Tuesday, September 27, 2011

Travelblog: Culahtra to the Guadalquivir

After a few days idling in Culahtra we said farewell to Life Part 2, a boat with which whom we shared company very informally for a few weeks and continued to the Rio Guadiana.  This river forms the border between Portugal and Spain.

It might be nice we thought to motor up the river and see some countryside.  

Next day was a long day sailing. There are fishing nets everywhere along the south coast of Portugal and Spain extending five or ten miles out from shore.  "Everywhere" means literally everywhere.  Not a hundred feet between nets which extend for hundreds of metres in any direction.

It was a long haul against tide to get to Ayamonte
We arrived late and sailed into the river fighting a building current against us.  Anchoring in a river bend just north of the Spanish town of Ayamonte we slept well.  That's not true actually.  I slept well.  The Budget Committee did not like the very strong current, strongest we had found ourselves in till that point.  She was up and down all night checking our anchoring against fixed landmarks.

The shabby condition of the towns on both Portuguese and Spanish sides of the border persuaded us not to sail up the Guadiana any further to just hightail it to the Guadalquivir.

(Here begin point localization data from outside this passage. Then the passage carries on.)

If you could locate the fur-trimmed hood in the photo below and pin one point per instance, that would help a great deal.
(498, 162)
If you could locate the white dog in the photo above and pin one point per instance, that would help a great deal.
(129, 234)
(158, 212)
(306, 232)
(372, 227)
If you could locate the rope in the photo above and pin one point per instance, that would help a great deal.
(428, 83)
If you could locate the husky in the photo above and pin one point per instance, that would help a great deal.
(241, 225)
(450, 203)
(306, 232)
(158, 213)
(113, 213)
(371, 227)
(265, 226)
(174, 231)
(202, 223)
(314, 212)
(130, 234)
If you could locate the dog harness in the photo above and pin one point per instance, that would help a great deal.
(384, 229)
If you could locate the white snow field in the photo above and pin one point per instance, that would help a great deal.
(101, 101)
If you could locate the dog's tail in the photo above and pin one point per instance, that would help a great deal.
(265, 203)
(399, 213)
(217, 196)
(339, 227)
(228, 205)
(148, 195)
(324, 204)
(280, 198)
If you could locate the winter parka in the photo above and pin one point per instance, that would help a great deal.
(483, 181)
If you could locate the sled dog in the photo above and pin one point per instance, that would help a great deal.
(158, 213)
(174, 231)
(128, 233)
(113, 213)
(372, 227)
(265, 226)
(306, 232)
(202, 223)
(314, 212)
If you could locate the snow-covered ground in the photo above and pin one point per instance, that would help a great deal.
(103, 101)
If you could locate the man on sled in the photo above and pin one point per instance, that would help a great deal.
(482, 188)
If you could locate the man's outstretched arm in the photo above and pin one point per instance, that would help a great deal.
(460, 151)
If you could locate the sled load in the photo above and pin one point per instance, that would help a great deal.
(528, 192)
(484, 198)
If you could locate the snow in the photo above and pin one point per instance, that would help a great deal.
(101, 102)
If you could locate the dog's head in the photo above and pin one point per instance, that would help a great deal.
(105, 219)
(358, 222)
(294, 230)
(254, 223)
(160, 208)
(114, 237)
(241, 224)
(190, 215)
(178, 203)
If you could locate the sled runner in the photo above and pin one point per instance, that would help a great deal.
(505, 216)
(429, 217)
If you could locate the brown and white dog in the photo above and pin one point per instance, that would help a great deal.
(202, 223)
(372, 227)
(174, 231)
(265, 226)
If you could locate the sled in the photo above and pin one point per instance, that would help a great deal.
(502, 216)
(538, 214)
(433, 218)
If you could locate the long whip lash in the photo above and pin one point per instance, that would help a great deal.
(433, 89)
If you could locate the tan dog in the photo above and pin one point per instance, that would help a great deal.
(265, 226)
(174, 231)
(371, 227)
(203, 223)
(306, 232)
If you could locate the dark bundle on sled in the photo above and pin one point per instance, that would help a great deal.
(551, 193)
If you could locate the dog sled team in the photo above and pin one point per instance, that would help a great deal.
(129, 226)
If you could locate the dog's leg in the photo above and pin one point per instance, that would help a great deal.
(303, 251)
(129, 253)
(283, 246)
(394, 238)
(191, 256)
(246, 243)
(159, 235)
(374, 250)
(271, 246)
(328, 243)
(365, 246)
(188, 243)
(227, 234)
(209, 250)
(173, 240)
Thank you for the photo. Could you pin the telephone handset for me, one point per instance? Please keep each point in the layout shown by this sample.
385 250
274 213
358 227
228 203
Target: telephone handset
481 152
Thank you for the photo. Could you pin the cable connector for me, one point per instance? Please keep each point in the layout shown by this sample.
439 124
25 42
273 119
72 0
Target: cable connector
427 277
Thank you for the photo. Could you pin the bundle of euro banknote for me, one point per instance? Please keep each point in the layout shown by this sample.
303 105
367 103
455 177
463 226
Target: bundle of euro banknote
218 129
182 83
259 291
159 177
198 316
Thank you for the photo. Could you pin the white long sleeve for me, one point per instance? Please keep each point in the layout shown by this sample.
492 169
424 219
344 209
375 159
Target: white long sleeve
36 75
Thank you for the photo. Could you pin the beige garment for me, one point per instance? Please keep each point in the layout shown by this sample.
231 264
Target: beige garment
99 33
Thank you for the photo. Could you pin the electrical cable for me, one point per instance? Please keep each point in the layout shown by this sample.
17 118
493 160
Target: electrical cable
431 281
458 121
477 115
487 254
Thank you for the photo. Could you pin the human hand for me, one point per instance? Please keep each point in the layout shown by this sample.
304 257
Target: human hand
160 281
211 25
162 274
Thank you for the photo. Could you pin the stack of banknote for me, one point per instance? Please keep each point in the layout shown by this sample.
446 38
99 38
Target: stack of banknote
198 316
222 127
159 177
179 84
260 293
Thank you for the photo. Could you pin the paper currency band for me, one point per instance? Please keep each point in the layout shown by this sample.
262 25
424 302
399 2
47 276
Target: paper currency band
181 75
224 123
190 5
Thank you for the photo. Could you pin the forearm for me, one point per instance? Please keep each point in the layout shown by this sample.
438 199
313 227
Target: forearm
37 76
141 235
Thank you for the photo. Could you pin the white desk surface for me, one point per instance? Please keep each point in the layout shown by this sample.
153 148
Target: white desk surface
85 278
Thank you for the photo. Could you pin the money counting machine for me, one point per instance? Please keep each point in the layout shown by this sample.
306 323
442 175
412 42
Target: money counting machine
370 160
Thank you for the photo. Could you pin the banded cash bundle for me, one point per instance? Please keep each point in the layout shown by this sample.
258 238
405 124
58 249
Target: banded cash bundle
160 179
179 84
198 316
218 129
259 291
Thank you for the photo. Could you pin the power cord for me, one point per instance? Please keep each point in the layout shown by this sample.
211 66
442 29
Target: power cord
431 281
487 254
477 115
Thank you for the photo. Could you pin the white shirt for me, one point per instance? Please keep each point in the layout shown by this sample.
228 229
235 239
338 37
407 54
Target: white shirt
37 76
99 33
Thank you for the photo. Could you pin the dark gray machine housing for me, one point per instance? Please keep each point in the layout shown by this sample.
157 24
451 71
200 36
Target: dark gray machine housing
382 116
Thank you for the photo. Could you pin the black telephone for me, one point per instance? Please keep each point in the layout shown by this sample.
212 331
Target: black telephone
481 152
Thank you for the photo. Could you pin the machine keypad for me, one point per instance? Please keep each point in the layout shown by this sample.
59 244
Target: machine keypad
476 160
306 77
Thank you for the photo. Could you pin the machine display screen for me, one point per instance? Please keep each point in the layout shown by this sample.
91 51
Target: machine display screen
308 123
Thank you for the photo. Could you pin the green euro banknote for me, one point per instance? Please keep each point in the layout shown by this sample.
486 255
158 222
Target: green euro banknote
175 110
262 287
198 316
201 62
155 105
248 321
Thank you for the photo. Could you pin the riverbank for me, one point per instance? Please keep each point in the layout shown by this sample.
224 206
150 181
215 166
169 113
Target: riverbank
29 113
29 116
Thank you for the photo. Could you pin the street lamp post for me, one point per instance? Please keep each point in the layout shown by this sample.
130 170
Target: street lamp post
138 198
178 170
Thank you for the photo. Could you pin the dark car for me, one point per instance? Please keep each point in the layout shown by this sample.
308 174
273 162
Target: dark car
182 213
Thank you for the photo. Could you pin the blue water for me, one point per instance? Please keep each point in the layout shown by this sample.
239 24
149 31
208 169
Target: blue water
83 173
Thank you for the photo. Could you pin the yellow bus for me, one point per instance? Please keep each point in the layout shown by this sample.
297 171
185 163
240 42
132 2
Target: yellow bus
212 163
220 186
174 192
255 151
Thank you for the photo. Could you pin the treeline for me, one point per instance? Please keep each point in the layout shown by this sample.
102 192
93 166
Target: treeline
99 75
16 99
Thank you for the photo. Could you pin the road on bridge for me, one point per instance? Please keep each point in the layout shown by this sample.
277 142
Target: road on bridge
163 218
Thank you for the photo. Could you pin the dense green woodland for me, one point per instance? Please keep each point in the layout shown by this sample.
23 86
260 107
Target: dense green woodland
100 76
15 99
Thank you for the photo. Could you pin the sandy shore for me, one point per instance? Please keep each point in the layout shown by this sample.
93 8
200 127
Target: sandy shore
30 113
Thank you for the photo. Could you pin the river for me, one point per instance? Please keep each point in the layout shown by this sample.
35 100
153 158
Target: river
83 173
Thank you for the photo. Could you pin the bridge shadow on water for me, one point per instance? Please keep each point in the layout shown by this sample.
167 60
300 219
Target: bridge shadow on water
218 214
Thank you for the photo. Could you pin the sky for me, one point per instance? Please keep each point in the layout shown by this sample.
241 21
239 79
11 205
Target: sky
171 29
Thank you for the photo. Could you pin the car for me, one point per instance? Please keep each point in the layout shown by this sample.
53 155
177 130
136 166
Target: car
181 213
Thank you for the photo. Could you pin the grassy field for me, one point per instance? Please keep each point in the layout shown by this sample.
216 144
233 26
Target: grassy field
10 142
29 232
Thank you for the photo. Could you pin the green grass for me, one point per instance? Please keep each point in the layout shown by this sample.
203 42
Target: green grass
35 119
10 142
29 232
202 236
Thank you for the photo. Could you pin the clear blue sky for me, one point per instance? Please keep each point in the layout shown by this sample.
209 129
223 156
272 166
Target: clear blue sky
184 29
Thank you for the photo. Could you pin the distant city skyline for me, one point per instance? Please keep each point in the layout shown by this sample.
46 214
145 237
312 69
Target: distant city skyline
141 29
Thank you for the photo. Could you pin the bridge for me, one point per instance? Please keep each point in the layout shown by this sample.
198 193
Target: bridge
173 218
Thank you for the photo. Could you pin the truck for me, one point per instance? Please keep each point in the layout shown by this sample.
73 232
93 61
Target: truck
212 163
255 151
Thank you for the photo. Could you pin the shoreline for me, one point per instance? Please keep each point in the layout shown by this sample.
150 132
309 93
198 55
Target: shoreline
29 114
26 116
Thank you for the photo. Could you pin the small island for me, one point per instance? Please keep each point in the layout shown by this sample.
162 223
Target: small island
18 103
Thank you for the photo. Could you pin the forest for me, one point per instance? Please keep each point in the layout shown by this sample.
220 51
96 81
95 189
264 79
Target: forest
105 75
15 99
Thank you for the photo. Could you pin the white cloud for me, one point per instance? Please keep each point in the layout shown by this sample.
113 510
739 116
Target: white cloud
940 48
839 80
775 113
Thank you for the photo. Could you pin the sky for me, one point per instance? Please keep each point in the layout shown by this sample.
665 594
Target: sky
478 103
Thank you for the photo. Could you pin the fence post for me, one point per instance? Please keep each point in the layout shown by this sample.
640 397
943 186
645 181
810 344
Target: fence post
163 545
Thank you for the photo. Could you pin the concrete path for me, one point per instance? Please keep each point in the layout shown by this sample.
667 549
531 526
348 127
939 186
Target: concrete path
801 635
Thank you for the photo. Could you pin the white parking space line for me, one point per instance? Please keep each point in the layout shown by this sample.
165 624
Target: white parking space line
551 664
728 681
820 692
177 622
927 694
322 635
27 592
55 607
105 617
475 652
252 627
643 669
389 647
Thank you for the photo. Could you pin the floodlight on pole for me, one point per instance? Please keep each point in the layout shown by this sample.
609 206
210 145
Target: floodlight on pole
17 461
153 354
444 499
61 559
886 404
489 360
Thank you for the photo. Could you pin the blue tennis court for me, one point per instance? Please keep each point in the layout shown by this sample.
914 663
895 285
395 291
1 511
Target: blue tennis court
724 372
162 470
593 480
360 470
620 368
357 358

Next morning we found ourselves tired but game to move.  With the off shore breezing howling with renewed ferocity  we were away just after sunup.  Fifty miles we had to make to avoid coming into the Guadalquivir after dark.

As is the custom the land breeze held for about three hours and we were motoring.  When the sea breeze filled in it  chose an awkward angle and we found ourselves motoring into headwinds which built over the afternoon to the usual 15 to 20 knots.  Very unpleasant.

Our eye was keenly on the time and we knew we were running things close to the wire.  We carefully made our way into the Guadalquivir led by a very nice Spanish coast guard cutter dragging a dinghy almost as long as our sailboat.

Luckily just inside the river mouth is the Spanish city of Bonanza (try not humming the theme song , just try) with a decent anchorage at a bend in the river.  LSundown was 1933 that night and we dropped hook at 1945.  Around here when the sun goes down it is like a switch is turned off.  Light ends.  None of that lingering dusk as we used to count on back in North America.

It had been a tiring few days getting to the Quadalquivir but we had to be up early early early to catch the flood tide up the Rio Quadalquivir to Seville.

If a sailboat can catch the flood tide early it can sail the entire 55 miles of River with the tide helping it along.  Trying to motor upstream against an ebb tide is just too painful and at European prices for fuel too expensive.

At 0700 we were up and by 0715 so was the anchor.

We rode the tide all the way to Seville.  And as it turned out, well beyond.